Unifor’s leadership has elevated the boycott campaign above other tactics and was late to the game in claiming support for the thousands of Mexican workers striking dozens of factories, including auto parts plants. The union’s leaders have shown no interest in an international campaign to combat the company’s international race-to-the-bottom strategy, such as past rallies for Mexican workers or coordinating bargaining and other actions across borders. Unifor is going down the path of bashing autoworkers from other countries, which only allows General Motors to play Mexican, American, and Canadian autoworkers off against each other.
“Buy American”: Another Nationalist Failure
Autoworker unions are no stranger to these kinds of campaigns. The UAW is an instructive example. They helped pioneer the “Buy American” campaigns in the 1970s when employers launched an aggressive offensive against the unions amid new economic crises and growing global competition.
Not only did those Buy American campaigns fail, but these campaigns have always had a racist component to them. In the 1980s, there were plenty of examples of American workers committing acts of vandalism against Japanese cars. In the most extreme example, Chinese-American Vincent Chin was murdered by an auto plant superintendent and a laid-off autoworker because they thought Chin was Japanese.
In the age of President Trump and a resurgent far right around the world, we should be concerned about the situation spiraling to these extremes. The impact of any Canadian boycott will be negligible to GM’s bottom line, but it could lay the groundwork for workers to embrace the reactionary, racist right.
This response should be seen in contrast with Unifor’s strategy during the NAFTA renegotiations that led to the United States–Mexico–Canada Agreement (USMCA). During the leadup to USMCA, Unifor took a generally continentalist and internationalist position. They worked closely together with Mexican and US unions and highlighted the issue of labor rights in Mexico, particularly the issue of corrupt unions that were basically patronage machines for the PRI (Mexico’s corrupt, then-ruling party) that members had little control over.
Unifor could embrace such internationalist strategies again — as well as advance bold ideas like a Green New Deal.
A Green New Deal
For their part, Oshawa autoworkers have already held walkouts and sit-down strikes to protest the company’s decisions. Rank-and-file GM autoworkers and supporters in Detroit are rallying around demands for a Green New Deal by calling to take over their plants and repurposing and retooling them for green production needs. And their campaign, the Autoworkers Caravan, is spreading the word with a video entitled “Make the Green New Deal a Reality.”
These demands also make sense in Oshawa, where up to twenty-four thousand direct and indirect jobs rely on the plant. Co-operative ownership and re-purposing the plant would give a lifeline to everyone in Oshawa and wider Durham Region, pave the way for a new labor strategy to deal with plant closures and massive job losses, and address the problems of climate change and capitalistic ownership.

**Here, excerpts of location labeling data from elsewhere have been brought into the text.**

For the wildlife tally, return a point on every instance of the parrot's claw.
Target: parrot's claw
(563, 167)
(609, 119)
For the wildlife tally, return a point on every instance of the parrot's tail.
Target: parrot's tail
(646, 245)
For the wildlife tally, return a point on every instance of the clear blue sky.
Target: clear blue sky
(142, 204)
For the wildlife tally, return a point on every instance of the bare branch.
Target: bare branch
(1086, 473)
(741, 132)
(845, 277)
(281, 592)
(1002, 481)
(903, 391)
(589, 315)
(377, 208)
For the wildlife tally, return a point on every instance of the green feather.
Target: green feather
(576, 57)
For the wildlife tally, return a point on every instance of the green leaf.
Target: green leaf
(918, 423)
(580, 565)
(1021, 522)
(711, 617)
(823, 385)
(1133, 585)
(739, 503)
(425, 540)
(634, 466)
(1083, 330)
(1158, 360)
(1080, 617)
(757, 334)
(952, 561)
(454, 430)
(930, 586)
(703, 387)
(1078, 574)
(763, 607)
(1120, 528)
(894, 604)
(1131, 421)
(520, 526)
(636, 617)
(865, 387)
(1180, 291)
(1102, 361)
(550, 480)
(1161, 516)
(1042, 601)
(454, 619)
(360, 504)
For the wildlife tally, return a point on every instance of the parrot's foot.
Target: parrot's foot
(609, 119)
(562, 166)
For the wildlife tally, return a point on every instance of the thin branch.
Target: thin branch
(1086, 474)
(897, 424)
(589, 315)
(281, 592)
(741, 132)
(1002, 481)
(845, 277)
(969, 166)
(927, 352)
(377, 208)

Backed up by real threats of coordinated strike actions and plant occupations, only an international strategy across borders — and across company lines — will seriously challenge General Motors and provide a future for workers in Oshawa and around the world. It’s a harder strategy to pursue, to be sure. But it’s one that could save the planet and save Canadian autoworkers’ jobs — unlike Unifor’s campaign of demonizing Mexican autoworkers.